The Israeli army announced on Saturday October 21 that it would intensify strikes on the Gaza Strip as part of preparations for the next phase of Operation Iron Swords, which consists of investing the Palestinian territory controlled by Hamas, in order to to “annihilate” the Islamist movement that launched a bloody attack on Israel two weeks ago.

“From today we will increase strikes” on the Gaza Strip, said General Daniel Hagari, spokesperson for the Israeli army, the aim being according to him to “reduce the risks for our forces in the next stages » of the conflict.

Several Israeli army officials visited the troops, emphasizing the preparedness of the armed forces. “We are going to enter Gaza, we are going to do it for an operational purpose, to destroy Hamas infrastructure and terrorists, and we are going to do it in a professional manner,” the head of state said during a troop review. major, Herzi Halevi. “Gaza is complex, Gaza is densely populated, the enemy is preparing a lot of things there, but we are also preparing for him,” warned the senior officer. “And we will remember the photographs and images and the deaths of two weeks ago.”

“This is a test for our civilization and we will win,” Israeli Prime Minister Benjamin Netanyahu declared in the evening during a meeting with his Italian counterpart Giorgia Meloni in Tel Aviv.

” Time is counted “

After fifteen days of war, rocket fire from Palestinian groups targeting Israel is still responding to Israeli strikes on the Palestinian enclave where, according to the United Nations (UN), 1 million people have fled the bombings in the North to mass in the South, near the border with Egypt

The situation is “catastrophic”, five UN agencies said on Saturday, after, in the morning, a humanitarian aid convoy of twenty trucks was able to enter the territory thanks to a brief opening of the post -Rafah border, the only exit from the Gaza Strip not to be controlled by Israel.

More than 44,000 bottles of drinking water, “just enough for 22,000 people for a day”, were transported to Gaza, but according to the UN Office of Humanitarian Affairs (OCHA), these twenty trucks are not equivalent than 4% of Gaza’s daily imports before the start of hostilities, and at least 100 trucks per day are needed to improve the situation. At least 42% of housing in the Gaza Strip has been destroyed or damaged since the start of the conflict, according to OCHA.

“Time is running out before death rates skyrocket due to the outbreak of disease and lack of health care capacity,” the United Nations warned.

“A massive delivery of aid is necessary,” insisted UN Secretary-General Antonio Guterres during a peace summit organized Saturday in Cairo in the presence of several regional and Western leaders, calling for a “ humanitarian ceasefire” to “end the nightmare” of the population.

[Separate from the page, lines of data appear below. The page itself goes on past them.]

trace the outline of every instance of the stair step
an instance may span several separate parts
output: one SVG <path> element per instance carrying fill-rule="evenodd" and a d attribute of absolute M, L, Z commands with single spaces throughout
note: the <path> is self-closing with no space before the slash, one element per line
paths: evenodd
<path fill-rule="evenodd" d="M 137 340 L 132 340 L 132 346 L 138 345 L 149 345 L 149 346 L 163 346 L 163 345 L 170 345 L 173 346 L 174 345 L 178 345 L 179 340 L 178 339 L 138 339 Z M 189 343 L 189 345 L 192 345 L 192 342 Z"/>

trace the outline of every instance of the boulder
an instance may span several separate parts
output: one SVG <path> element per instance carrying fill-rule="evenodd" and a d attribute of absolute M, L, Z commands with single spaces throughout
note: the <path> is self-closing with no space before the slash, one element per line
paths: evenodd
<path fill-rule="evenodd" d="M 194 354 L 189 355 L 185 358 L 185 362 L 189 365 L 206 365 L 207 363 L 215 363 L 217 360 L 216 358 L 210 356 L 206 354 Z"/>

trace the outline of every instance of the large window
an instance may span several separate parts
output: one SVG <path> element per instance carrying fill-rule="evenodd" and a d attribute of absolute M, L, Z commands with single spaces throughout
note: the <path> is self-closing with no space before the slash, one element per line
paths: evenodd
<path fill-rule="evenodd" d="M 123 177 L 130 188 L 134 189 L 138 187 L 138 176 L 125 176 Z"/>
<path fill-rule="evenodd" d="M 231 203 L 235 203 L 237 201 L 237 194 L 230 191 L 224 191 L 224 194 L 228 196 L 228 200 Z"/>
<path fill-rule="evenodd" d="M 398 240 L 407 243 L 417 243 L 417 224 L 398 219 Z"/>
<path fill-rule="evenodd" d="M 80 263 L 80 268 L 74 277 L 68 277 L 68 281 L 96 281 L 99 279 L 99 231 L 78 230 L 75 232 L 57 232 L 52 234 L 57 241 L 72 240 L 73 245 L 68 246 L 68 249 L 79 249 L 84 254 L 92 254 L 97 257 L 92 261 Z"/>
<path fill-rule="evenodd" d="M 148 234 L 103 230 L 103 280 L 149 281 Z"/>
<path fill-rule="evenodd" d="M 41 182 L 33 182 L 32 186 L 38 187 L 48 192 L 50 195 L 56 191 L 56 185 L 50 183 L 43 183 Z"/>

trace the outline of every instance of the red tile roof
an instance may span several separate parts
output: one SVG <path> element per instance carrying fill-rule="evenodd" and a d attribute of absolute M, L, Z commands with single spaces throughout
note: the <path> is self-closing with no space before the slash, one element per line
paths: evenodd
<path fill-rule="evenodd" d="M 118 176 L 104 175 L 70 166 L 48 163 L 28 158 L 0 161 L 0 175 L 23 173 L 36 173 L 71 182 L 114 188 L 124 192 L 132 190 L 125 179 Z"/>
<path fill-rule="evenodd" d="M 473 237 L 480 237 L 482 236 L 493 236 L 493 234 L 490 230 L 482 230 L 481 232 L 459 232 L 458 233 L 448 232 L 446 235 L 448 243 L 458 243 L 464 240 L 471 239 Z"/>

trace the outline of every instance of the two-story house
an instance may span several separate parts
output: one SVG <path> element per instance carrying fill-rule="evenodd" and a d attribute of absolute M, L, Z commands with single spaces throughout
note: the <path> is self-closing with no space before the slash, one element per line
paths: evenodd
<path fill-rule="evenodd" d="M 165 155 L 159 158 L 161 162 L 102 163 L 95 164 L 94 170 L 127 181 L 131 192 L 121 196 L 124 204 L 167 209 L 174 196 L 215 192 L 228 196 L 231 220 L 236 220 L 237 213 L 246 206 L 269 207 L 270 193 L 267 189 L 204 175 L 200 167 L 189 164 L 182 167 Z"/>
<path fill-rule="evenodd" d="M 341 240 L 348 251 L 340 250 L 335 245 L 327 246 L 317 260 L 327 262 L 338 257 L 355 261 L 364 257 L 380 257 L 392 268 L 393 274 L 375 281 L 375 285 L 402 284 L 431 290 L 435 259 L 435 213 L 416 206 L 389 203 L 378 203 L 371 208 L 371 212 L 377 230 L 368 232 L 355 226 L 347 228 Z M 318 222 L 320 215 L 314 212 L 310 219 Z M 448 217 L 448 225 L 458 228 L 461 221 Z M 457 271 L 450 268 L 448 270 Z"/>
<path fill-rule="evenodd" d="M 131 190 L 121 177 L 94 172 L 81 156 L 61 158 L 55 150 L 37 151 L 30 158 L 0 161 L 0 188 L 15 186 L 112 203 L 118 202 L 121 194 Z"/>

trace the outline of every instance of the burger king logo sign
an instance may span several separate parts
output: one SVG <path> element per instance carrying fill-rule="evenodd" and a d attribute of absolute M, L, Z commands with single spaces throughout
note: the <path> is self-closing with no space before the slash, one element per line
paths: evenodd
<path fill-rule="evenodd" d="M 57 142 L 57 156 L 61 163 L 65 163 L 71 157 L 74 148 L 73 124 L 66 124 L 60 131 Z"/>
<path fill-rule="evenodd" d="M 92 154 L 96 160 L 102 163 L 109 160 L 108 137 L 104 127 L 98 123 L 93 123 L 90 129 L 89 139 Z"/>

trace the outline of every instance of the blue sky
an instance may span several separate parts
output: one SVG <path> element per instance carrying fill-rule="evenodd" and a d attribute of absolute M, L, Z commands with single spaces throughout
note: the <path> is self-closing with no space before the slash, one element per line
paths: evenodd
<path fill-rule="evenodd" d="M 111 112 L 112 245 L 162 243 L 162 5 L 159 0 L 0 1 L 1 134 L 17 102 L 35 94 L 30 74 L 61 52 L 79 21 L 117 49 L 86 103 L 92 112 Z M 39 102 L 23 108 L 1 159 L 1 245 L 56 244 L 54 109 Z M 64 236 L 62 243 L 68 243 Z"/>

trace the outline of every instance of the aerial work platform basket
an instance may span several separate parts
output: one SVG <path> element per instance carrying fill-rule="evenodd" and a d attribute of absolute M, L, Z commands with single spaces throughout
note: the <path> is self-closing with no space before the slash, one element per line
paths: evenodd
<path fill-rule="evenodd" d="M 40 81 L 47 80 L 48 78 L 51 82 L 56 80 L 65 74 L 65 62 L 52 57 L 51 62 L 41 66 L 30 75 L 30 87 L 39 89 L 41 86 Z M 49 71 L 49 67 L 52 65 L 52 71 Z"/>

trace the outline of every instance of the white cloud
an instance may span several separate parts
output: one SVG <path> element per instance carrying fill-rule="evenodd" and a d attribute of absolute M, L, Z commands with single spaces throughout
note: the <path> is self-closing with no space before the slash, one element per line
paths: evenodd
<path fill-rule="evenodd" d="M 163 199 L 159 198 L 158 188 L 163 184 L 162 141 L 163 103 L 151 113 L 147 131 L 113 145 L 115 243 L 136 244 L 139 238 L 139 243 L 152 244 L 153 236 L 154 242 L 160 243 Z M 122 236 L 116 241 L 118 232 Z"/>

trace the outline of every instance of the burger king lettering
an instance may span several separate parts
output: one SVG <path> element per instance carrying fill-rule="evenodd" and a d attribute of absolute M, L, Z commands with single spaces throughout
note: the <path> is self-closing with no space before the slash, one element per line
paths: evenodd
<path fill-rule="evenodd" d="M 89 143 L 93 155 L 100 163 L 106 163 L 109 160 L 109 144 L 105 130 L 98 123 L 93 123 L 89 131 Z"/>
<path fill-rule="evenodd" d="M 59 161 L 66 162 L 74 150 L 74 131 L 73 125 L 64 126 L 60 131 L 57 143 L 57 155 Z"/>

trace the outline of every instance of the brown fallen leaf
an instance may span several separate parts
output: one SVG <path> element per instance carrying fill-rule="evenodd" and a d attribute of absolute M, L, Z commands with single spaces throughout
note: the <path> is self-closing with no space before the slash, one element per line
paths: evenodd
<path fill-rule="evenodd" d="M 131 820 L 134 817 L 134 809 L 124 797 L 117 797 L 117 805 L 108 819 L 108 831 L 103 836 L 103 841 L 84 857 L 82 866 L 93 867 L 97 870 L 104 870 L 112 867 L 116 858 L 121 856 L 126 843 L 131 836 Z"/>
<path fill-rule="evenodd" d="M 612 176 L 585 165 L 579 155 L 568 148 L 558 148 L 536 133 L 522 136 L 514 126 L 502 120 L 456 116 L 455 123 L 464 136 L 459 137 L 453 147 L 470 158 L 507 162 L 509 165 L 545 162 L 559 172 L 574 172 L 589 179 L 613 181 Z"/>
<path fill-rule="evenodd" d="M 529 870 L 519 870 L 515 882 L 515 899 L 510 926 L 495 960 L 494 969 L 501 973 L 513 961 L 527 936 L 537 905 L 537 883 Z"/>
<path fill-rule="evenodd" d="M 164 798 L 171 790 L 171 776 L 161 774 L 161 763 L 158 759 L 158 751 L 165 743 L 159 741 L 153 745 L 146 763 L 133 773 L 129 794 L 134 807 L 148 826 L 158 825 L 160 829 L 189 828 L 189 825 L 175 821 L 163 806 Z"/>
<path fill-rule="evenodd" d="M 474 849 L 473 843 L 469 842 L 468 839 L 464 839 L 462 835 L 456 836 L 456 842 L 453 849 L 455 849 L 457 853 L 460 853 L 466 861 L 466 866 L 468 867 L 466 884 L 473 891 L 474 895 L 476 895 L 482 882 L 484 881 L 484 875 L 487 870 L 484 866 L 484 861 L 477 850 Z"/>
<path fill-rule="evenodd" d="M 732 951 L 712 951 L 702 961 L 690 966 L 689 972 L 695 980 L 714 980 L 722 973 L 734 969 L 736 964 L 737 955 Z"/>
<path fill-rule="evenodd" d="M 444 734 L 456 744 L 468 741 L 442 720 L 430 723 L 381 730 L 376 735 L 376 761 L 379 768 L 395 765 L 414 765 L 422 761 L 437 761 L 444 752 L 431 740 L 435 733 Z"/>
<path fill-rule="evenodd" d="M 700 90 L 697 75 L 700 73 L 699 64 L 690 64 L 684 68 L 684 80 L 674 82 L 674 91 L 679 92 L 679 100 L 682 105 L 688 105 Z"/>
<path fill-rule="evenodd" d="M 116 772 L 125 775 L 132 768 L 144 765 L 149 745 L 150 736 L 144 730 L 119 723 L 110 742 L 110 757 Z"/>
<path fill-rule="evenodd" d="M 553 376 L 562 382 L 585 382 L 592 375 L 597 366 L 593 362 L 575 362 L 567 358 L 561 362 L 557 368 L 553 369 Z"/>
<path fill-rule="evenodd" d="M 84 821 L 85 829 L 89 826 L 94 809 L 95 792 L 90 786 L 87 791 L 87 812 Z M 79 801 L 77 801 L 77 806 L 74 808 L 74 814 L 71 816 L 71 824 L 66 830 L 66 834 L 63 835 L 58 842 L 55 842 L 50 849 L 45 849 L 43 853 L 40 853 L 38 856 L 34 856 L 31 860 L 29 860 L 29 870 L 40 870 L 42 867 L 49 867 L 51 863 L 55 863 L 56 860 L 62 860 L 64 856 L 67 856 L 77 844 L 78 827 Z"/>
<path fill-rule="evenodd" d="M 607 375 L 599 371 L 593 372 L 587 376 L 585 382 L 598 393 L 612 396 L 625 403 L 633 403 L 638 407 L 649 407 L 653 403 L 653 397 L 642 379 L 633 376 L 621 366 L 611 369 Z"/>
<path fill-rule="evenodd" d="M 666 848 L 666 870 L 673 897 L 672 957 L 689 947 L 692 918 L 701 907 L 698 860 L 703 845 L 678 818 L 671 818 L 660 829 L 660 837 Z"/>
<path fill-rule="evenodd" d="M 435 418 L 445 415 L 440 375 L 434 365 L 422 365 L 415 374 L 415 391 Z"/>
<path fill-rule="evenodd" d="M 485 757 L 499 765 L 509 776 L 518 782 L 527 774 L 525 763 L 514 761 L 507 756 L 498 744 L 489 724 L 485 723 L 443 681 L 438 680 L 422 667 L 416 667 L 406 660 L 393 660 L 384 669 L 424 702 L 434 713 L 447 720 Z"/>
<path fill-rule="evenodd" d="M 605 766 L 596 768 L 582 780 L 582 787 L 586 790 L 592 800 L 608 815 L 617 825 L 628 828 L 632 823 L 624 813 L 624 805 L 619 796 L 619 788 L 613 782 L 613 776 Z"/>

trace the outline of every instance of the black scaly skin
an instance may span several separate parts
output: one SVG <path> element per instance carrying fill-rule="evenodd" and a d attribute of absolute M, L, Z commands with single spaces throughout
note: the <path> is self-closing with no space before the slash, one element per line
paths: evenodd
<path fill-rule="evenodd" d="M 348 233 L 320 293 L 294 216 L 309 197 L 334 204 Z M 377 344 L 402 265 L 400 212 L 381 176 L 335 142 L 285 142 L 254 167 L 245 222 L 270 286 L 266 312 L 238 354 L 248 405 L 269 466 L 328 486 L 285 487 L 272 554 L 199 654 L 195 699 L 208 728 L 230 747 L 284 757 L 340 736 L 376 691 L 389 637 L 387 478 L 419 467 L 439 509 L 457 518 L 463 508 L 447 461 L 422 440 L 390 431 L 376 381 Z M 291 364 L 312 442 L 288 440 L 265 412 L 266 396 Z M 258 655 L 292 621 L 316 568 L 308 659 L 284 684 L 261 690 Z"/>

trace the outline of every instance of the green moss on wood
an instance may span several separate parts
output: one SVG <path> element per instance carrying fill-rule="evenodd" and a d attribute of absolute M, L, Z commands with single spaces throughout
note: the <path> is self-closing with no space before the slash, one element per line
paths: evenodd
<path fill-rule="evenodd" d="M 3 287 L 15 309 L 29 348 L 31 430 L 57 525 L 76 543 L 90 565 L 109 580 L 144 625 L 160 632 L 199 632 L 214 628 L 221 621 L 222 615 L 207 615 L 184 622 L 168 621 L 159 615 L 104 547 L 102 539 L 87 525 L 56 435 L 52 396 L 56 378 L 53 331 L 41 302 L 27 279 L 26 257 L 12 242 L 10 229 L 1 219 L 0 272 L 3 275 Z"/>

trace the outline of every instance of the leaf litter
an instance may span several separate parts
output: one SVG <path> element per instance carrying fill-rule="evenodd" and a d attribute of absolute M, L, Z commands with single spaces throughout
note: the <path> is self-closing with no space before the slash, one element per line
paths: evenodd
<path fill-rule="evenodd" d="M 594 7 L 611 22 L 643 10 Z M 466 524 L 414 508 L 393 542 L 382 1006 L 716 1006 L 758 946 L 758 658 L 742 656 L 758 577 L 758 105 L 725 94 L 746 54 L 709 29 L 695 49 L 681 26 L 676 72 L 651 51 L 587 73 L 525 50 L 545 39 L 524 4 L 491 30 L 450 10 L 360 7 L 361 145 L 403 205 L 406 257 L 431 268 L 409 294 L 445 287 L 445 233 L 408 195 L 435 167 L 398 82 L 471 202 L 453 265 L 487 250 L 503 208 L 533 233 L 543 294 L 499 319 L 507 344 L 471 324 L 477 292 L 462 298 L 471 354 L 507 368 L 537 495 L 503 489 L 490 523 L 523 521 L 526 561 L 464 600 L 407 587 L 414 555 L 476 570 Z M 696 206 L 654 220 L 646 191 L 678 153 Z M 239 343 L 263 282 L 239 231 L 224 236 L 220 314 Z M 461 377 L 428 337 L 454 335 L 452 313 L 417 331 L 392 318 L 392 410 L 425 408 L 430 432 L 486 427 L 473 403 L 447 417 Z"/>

US President Joe Biden on Saturday urged all parties to the conflict to continue to allow humanitarian aid, “a crucial necessity”, into the Gaza Strip, which has been under “complete siege” since October 9. by Israel, which cut off water, electricity and food supplies there.

Tensions on the border with Lebanon

In Cairo, the Palestinian, Jordanian and Egyptian leaders gathered alongside the President of the European Council, Charles Michel, and the head of European diplomacy, Josep Borrell, pleaded for a “ceasefire” and a “solution”. to seventy-five years of Israeli-Palestinian conflict.

“We will not leave” Palestinian lands, affirmed the president of the Palestinian Authority, Mahmoud Abbas, while Cairo and Amman are up in arms against the evacuation of the inhabitants of Gaza to the south of the territory claimed by Israel. They see it as a first step towards “a forced displacement” towards the Egyptian Sinai which would amount, according to Mr. Abbas, to “a second Nakba [catastrophe, in Arabic]”, in reference to the 760,000 Palestinians pushed into exile after the creation of Israel in 1948.

Another source of tension, the northern region of Israel bordering Lebanon is emptying of its inhabitants. Exchanges of fire are increasing between the Israeli army and the pro-Iranian Hezbollah, an ally of Hamas. Hezbollah announced on Saturday that four of its fighters had been killed. Israel, for its part, indicated that three soldiers had been injured by anti-tank missile fire, one of them seriously.

In the West Bank, the Israeli army claimed to have killed “terrorists” in a strike on a mosque in Jenin, considered a “compound belonging to Hamas and Islamic Jihad operatives (…) who were organizing another imminent terrorist attack.” . The director of the Jenin Red Crescent, Mahmoud Al-Saadi, was quoted by the official Palestinian news agency WAFA as saying that one person was killed and three others injured in the strike.